Their web site just screams "scam" Also, that $30 per barrel figure is bogus: "We estimate our costs for diesel to be as low as $30 per barrel equivalent. This is based on an industrial-scale plant of at least 1,000 acres, producing our commercial target of 15,000 gallons diesel/acre/year, and taking into account our total expected costs and existing, applicable credits.". In other words, even if it works, it's a scheme to exploit subsidies.
Also, they announced this before, 18 months ago, and still don't have a demo. They should at least be showing a panel or two by now.
It's not a fundamentally hopeless idea. It's basically a scheme for photosynthesis inside what look like hot-water solar heating panels. Photosynthesis is neither fast nor efficient. The theoretical maximum efficiency for solar powered photosynthesis is 11%. That's an upper limit, and the Joule people don't give the actual number for their process, which has to be lower. Photovoltaic panels are already above 11%.

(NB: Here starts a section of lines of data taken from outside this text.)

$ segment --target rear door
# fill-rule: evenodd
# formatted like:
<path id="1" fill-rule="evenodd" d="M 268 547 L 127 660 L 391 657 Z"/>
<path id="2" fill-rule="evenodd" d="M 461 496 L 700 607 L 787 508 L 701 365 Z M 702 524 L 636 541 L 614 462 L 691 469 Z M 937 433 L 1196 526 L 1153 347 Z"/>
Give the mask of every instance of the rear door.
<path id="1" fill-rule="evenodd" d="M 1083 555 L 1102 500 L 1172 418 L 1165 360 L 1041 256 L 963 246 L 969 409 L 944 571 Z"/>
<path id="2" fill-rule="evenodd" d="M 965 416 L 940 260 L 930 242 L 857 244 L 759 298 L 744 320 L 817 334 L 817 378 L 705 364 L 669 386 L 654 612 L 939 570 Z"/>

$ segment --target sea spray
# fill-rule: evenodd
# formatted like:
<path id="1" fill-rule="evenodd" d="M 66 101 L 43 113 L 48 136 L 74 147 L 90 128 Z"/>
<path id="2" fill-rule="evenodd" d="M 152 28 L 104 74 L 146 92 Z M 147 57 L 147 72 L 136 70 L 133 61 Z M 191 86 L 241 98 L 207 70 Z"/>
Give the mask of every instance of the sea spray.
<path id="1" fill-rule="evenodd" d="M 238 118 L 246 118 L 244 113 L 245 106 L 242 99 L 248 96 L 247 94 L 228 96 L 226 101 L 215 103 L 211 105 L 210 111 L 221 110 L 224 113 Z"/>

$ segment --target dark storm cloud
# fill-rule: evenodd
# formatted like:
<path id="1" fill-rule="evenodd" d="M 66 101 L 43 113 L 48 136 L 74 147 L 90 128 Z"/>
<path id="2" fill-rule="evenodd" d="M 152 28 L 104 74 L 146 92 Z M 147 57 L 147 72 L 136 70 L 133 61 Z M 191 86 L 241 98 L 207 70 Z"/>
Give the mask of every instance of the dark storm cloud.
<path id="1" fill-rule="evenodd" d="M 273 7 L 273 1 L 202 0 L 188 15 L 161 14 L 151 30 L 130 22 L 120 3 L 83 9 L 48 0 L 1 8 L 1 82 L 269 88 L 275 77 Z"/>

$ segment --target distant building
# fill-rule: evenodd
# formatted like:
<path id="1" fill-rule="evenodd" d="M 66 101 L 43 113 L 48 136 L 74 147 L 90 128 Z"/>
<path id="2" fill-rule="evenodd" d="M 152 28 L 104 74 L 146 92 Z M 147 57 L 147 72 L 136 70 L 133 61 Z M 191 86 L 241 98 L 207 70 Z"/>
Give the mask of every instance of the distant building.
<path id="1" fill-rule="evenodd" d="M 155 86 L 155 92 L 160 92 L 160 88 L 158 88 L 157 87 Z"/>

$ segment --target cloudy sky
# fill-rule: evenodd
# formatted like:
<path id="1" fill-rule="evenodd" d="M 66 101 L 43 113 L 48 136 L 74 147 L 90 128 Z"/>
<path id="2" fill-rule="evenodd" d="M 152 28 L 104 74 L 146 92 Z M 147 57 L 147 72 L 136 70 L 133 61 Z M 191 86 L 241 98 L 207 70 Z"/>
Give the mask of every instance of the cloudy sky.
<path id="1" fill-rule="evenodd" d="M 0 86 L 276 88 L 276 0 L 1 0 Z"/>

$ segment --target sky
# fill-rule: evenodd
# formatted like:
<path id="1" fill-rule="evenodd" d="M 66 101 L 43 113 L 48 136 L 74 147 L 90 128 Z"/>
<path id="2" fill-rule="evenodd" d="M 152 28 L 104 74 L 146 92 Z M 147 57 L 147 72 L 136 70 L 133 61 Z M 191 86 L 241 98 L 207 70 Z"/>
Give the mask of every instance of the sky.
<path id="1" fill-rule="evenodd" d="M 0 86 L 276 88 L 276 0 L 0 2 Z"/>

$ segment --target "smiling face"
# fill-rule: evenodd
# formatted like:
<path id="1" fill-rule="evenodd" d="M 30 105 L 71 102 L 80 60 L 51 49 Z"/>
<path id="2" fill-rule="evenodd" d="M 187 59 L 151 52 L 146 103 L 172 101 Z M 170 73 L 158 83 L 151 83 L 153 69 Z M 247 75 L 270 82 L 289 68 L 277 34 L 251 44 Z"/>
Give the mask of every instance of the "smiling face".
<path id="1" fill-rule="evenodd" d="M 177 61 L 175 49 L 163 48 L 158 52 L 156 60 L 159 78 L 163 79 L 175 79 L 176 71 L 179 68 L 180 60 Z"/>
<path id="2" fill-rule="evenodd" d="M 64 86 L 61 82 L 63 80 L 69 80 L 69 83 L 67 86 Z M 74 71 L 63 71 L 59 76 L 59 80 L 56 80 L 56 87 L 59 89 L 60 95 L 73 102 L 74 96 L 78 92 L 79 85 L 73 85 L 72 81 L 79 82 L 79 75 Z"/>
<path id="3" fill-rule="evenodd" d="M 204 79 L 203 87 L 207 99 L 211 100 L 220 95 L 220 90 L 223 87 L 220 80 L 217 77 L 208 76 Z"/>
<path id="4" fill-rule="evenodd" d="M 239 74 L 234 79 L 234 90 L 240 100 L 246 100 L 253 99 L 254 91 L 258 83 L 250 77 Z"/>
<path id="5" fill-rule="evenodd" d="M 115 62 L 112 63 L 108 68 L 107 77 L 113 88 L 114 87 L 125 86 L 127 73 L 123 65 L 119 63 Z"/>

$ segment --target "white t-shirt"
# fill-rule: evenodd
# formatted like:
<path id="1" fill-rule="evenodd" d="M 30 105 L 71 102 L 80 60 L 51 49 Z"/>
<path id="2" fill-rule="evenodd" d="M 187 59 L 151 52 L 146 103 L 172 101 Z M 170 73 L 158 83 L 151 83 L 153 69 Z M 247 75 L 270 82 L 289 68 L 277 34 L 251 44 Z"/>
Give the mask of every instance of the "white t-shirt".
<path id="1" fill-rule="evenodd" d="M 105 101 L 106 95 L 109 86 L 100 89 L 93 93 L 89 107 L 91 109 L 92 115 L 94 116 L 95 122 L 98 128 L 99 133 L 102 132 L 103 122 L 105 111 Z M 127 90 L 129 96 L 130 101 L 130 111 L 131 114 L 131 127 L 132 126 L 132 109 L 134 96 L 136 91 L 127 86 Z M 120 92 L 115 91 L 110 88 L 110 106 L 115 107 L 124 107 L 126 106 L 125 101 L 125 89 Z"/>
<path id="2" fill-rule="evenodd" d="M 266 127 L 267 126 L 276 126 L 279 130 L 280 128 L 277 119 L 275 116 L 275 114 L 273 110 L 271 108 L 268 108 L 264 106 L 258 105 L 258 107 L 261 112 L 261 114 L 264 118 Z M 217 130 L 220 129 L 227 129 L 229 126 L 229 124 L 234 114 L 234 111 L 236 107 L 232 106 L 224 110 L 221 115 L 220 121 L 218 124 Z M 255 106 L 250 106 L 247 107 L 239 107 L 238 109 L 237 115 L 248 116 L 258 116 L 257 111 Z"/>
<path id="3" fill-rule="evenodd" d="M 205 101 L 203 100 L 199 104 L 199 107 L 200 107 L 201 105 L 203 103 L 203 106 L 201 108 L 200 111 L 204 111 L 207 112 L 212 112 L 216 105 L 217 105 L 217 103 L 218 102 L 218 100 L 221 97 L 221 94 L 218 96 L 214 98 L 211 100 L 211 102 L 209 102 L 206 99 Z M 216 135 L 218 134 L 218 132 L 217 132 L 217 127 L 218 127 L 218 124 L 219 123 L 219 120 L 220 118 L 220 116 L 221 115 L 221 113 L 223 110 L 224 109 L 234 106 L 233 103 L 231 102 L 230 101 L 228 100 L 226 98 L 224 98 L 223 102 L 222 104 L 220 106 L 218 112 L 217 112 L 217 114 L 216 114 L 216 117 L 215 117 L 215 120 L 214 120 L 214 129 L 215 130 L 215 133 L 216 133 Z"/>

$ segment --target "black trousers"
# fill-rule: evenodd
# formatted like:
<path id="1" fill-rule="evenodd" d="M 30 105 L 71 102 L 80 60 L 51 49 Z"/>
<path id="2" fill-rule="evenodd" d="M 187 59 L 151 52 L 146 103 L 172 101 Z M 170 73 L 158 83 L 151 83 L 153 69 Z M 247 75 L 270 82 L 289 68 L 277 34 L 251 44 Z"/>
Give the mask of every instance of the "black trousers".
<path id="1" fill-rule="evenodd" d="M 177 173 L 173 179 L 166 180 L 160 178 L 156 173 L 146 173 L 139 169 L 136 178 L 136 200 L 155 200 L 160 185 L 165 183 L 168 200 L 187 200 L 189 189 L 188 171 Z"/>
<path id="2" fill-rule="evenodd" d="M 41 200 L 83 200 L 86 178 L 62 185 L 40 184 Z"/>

It's not clear that their system would be much cheaper than photovoltaics per unit area. Half the cost of solar panel installations is in the installation job itself. Solar hot water heating panels that last for a decade or two aren't cheap. (The low-end ones tend to rot, be torn up in storms, or crack as the plasticizers are cooked out.) These guys aren't just heating; they have a chemical reaction going inside the things. They'll probably have to flush their system occasionally, and they'll need more pumps, plumbing, and controls than simple hot water panels.
Ethanol from cellulose (not corn) is probably more promising. That works now, but it's marginal on cost. It runs off agricultural waste like straw or cheap crops grown in open fields; you don't have to build giant farms of panels.